Iraq’s cabinet has signed an initial agreement with a consortium led by UK/Dutch oil major Shell to develop associated gas resources in the country’s southern oil fields.
The consortium is now waiting for a date for the signing ceremony, says a source close to the deal.
Negotiations between Iraq’s Oil Ministry, state-run South Oil Company (SOC) and a consortium of Shell and Japan’s Mitsubishi came to a standstill in March. More than a year and a half of talks failed to resolve a number of discrepancies over the main terms and points of the complex deal. The agreement also came in for criticism from other international oil companies over the apparent monopoly it gave Shell on gas produced across the south of the country.
Shell signed a heads-of-agreement deal with the Oil Ministry in September 2008 and was expected to form a joint venture with South Gas Company (SGC). A number of officials in Baghdad had been quoted in recent months as saying the deal was off, but MEED reported on 18 June that the project was back on the table and nearing a final agreement (MEED 18:6:10).
The deal covers collecting associated gas from four fields, Rumaila, Majnoon, Zubair and West Qurna-1. The Oil Ministry says it expects the fields to produce 2.5 billion cubic feet a day (cf/d).
Shell is well placed for the project.
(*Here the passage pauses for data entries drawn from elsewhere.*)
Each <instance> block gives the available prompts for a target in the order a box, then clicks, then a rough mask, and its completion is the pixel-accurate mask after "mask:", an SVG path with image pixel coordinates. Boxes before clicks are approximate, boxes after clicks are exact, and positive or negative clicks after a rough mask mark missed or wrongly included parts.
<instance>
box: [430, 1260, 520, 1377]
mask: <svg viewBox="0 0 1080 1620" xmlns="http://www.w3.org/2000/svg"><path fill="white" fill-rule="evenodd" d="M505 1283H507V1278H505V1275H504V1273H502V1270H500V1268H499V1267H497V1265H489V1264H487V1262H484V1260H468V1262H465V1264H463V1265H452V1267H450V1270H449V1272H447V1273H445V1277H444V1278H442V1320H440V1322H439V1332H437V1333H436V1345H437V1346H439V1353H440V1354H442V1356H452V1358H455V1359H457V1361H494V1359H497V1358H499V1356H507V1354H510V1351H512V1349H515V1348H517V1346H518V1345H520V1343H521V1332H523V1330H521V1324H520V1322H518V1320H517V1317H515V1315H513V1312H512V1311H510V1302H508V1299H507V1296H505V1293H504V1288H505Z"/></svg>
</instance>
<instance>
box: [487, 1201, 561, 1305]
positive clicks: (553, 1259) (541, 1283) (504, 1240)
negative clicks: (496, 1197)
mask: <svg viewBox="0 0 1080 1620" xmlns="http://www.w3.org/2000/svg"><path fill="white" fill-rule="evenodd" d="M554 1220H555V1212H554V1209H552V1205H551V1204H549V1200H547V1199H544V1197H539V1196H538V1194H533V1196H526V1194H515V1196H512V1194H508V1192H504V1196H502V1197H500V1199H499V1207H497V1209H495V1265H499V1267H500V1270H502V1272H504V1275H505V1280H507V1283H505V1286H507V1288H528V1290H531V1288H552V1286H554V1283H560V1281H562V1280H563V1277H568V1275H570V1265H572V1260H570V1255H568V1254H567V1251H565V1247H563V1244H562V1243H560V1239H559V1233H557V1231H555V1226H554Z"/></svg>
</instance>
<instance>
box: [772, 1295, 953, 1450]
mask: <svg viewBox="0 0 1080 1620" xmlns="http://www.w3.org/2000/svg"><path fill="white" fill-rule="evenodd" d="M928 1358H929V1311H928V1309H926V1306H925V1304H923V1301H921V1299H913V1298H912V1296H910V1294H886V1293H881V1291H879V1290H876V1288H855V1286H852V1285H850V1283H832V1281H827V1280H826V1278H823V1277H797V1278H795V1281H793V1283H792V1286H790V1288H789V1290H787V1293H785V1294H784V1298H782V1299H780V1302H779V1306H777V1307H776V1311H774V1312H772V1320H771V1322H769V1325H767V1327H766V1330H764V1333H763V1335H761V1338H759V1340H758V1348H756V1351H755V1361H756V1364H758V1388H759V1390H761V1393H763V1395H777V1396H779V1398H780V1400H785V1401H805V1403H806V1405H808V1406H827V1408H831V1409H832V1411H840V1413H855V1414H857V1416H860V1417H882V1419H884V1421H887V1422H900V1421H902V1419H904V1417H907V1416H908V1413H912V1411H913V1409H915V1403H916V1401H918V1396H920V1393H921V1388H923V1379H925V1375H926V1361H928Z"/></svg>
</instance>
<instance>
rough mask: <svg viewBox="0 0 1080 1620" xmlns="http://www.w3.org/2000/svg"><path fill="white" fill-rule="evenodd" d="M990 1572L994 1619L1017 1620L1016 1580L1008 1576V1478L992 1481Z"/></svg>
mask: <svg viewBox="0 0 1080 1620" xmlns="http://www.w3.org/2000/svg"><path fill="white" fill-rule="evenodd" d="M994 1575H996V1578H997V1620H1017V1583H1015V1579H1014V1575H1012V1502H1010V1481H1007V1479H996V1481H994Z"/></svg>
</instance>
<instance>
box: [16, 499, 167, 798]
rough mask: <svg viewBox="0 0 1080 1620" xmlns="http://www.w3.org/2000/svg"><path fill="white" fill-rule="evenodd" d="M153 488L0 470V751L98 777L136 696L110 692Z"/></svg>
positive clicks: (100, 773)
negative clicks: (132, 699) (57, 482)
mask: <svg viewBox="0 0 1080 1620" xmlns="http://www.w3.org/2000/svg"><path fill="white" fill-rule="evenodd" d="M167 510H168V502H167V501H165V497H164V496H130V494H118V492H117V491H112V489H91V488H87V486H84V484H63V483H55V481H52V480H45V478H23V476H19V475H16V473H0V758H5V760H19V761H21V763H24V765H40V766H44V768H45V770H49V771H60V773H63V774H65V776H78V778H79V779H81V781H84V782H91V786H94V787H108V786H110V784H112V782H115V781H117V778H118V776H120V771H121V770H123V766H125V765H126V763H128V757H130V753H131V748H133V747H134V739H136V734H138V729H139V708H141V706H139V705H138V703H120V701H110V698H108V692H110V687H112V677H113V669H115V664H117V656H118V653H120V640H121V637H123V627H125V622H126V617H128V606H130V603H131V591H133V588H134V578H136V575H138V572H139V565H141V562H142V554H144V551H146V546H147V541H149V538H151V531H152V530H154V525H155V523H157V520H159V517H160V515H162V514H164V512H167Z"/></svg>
In 2005 the company developed a countrywide gas masterplan along with Japan’s Mitsubishi on behalf of the Oil Ministry. The deal is a crucial step in meeting Iraq’s increasing power generation needs. The Oil Ministry estimates that 60 per cent of Iraq’s associated natural gas production, around 700 million cf/d, is flared due to a lack of sufficient infrastructure to use it.
The cost of the project is estimated at more than $12bn and Iraq will be required to contribute a significant share of the funding. Iraq does not have large financial reserves for funding new projects. It faces a budget deficit of 19 per cent for 2010.